Uranium Extractors Stare Supply Chain Issues in the Eye

Kazatomprom, a uranium producer in Kazakhstan, has decreased its expected figures for uranium production for this year because of delays in well-field exploration and development activity. The company points to supply chain issues related to the coronavirus pandemic that have had a significant impact on its schedules for production.

The company’s announcement came a few days after Cameco, a Canadian-based company, also decreased its prediction for fuel services production, pointing to issues with the supply chain.

For the first three quarters of this year, Kazatomprom’s production of uranium was 6% higher in comparison to the same period last year. However, the company explained that despite these improvements, issues related to the supply chain had limited access to specific key operating equipment and materials, including drilling rigs, specialized equipment and production reagents, which had a significant influence on its production schedule.

Kazatomprom expects this year’s production to be roughly 12,000 tU on an attributable basis and about 22,000 tU on a 100% basis. The company expects to recover this production shortfall over the life-of-mine at the affected assets.

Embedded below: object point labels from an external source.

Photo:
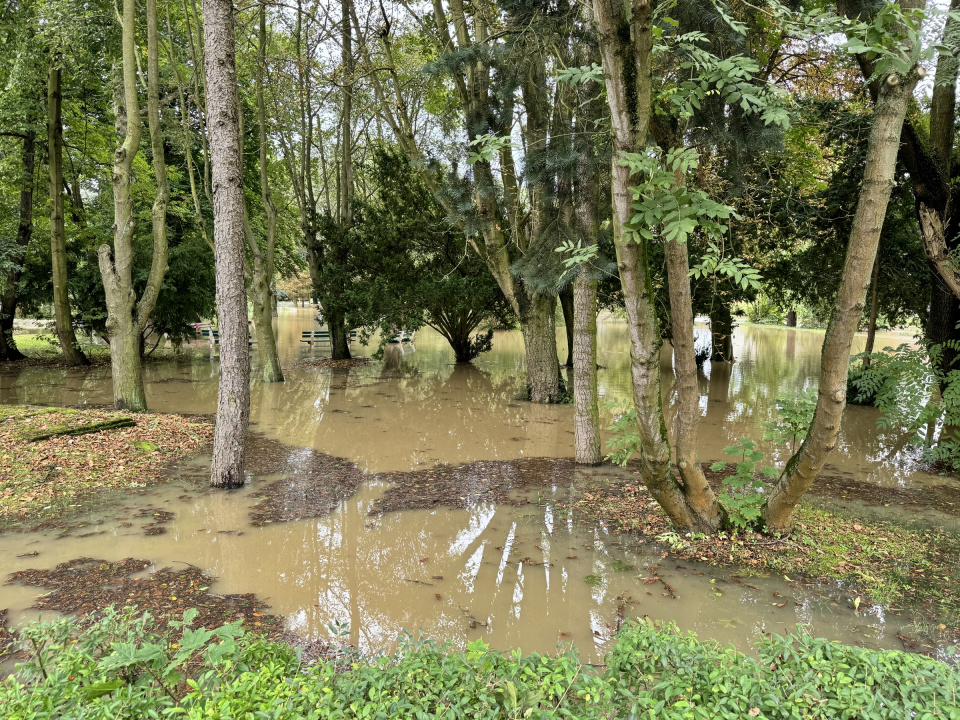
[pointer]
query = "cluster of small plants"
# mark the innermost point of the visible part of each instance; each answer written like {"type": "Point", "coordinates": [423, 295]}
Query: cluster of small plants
{"type": "Point", "coordinates": [120, 667]}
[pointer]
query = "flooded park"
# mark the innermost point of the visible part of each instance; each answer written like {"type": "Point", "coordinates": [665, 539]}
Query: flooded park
{"type": "Point", "coordinates": [484, 544]}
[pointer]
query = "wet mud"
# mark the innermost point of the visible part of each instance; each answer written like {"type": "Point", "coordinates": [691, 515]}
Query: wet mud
{"type": "Point", "coordinates": [87, 585]}
{"type": "Point", "coordinates": [463, 486]}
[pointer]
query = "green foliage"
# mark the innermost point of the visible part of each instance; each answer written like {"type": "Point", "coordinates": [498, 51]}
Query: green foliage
{"type": "Point", "coordinates": [742, 494]}
{"type": "Point", "coordinates": [624, 440]}
{"type": "Point", "coordinates": [761, 310]}
{"type": "Point", "coordinates": [917, 390]}
{"type": "Point", "coordinates": [794, 415]}
{"type": "Point", "coordinates": [119, 669]}
{"type": "Point", "coordinates": [665, 204]}
{"type": "Point", "coordinates": [714, 262]}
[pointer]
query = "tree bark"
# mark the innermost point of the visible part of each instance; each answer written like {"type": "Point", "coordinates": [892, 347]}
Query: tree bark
{"type": "Point", "coordinates": [699, 497]}
{"type": "Point", "coordinates": [63, 318]}
{"type": "Point", "coordinates": [586, 409]}
{"type": "Point", "coordinates": [566, 305]}
{"type": "Point", "coordinates": [538, 325]}
{"type": "Point", "coordinates": [872, 324]}
{"type": "Point", "coordinates": [263, 263]}
{"type": "Point", "coordinates": [233, 398]}
{"type": "Point", "coordinates": [626, 42]}
{"type": "Point", "coordinates": [11, 294]}
{"type": "Point", "coordinates": [804, 467]}
{"type": "Point", "coordinates": [127, 318]}
{"type": "Point", "coordinates": [721, 331]}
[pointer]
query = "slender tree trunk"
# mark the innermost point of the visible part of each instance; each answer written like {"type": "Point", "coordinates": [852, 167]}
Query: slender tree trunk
{"type": "Point", "coordinates": [127, 319]}
{"type": "Point", "coordinates": [538, 325]}
{"type": "Point", "coordinates": [566, 305]}
{"type": "Point", "coordinates": [339, 335]}
{"type": "Point", "coordinates": [264, 300]}
{"type": "Point", "coordinates": [626, 42]}
{"type": "Point", "coordinates": [699, 497]}
{"type": "Point", "coordinates": [11, 294]}
{"type": "Point", "coordinates": [872, 324]}
{"type": "Point", "coordinates": [63, 318]}
{"type": "Point", "coordinates": [586, 409]}
{"type": "Point", "coordinates": [233, 399]}
{"type": "Point", "coordinates": [884, 142]}
{"type": "Point", "coordinates": [721, 331]}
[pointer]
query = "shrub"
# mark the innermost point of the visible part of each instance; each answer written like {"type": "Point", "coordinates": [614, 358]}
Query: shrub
{"type": "Point", "coordinates": [120, 668]}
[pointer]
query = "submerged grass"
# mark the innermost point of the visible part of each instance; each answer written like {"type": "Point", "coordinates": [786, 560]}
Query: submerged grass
{"type": "Point", "coordinates": [40, 478]}
{"type": "Point", "coordinates": [887, 563]}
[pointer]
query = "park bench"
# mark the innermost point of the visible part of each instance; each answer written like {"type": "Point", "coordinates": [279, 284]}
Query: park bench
{"type": "Point", "coordinates": [404, 336]}
{"type": "Point", "coordinates": [321, 337]}
{"type": "Point", "coordinates": [213, 336]}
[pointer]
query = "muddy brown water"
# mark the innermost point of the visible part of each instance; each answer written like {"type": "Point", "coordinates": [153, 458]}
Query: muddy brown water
{"type": "Point", "coordinates": [516, 576]}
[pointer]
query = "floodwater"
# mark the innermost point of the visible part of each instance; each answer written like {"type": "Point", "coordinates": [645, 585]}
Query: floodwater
{"type": "Point", "coordinates": [522, 576]}
{"type": "Point", "coordinates": [525, 576]}
{"type": "Point", "coordinates": [419, 408]}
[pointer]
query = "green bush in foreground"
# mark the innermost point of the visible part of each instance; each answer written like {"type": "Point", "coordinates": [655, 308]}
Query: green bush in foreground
{"type": "Point", "coordinates": [120, 668]}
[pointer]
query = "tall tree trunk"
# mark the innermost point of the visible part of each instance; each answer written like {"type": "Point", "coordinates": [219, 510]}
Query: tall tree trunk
{"type": "Point", "coordinates": [586, 409]}
{"type": "Point", "coordinates": [566, 305]}
{"type": "Point", "coordinates": [233, 398]}
{"type": "Point", "coordinates": [721, 331]}
{"type": "Point", "coordinates": [127, 319]}
{"type": "Point", "coordinates": [803, 468]}
{"type": "Point", "coordinates": [699, 497]}
{"type": "Point", "coordinates": [538, 325]}
{"type": "Point", "coordinates": [264, 300]}
{"type": "Point", "coordinates": [11, 292]}
{"type": "Point", "coordinates": [872, 324]}
{"type": "Point", "coordinates": [626, 42]}
{"type": "Point", "coordinates": [63, 318]}
{"type": "Point", "coordinates": [336, 321]}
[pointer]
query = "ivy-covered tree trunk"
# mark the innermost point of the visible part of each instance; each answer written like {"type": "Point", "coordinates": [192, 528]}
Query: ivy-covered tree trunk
{"type": "Point", "coordinates": [10, 297]}
{"type": "Point", "coordinates": [802, 469]}
{"type": "Point", "coordinates": [233, 397]}
{"type": "Point", "coordinates": [721, 331]}
{"type": "Point", "coordinates": [63, 317]}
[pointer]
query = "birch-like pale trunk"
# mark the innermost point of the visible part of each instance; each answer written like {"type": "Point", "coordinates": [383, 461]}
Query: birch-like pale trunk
{"type": "Point", "coordinates": [127, 318]}
{"type": "Point", "coordinates": [233, 398]}
{"type": "Point", "coordinates": [63, 317]}
{"type": "Point", "coordinates": [804, 467]}
{"type": "Point", "coordinates": [626, 43]}
{"type": "Point", "coordinates": [263, 263]}
{"type": "Point", "coordinates": [10, 297]}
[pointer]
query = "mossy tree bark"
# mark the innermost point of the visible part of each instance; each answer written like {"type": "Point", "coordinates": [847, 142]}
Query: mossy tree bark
{"type": "Point", "coordinates": [233, 398]}
{"type": "Point", "coordinates": [127, 318]}
{"type": "Point", "coordinates": [893, 96]}
{"type": "Point", "coordinates": [626, 41]}
{"type": "Point", "coordinates": [63, 317]}
{"type": "Point", "coordinates": [10, 297]}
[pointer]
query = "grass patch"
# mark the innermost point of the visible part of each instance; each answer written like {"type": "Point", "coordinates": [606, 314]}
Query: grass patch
{"type": "Point", "coordinates": [58, 465]}
{"type": "Point", "coordinates": [121, 666]}
{"type": "Point", "coordinates": [887, 563]}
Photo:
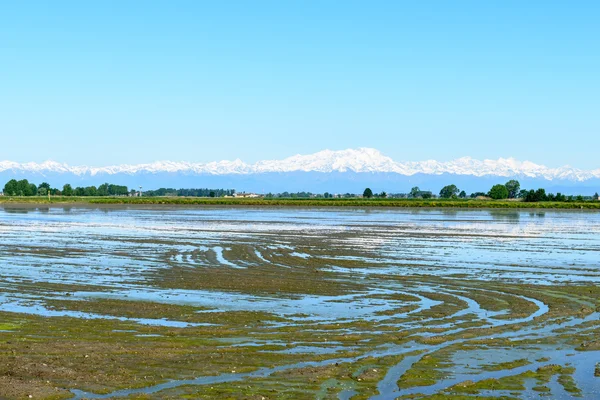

On the other hand, Cameco stated that the potential for post-pandemic effects on labor, equipment and construction materials could worsen production risk in the future in both its fuel services and mining operations. The Canadian company modified its prediction for its production of fuel services for this year, noting that this was because of the temporary restrictions imposed on the supply of hydrogen to its conversion facility in Port Hope.

The company expects to produce roughly 12 million kgU in 2021, with officials expecting that this supply constraint will be resolved by the end of 2021’s fourth quarter. In addition, company officials note that while customer deliveries for 2021 will not be impacted, the potential for post-pandemic impacts on materials, among other factors, remained uncertain and could introduce risk to next year’s rate of production.

In the third quarter, the company’s attributable production from Cigar Lake was 770 tU of packaged pounds of uranium, which equates to about 2 million pounds. The total amount of packaged pounds of uranium produced in the first three quarters of the year was 3.3 million pounds.

Cameco expects the Cigar Lake mine to produce a total of 12 million packaged pounds of uranium by the end of the year, one-half of which will be its share. Currently, Cameco is not planning to resume production at its Key Lake/McArthur River operation, whose activities were suspended early in 2018.

If those supply chain disturbances continue for longer than they already have, we could see prices of uranium increasing even if sector players such as Energy Fuels Inc. (NYSE American: UUUU) (TSX: EFR) hope wih to avoid such an eventuality.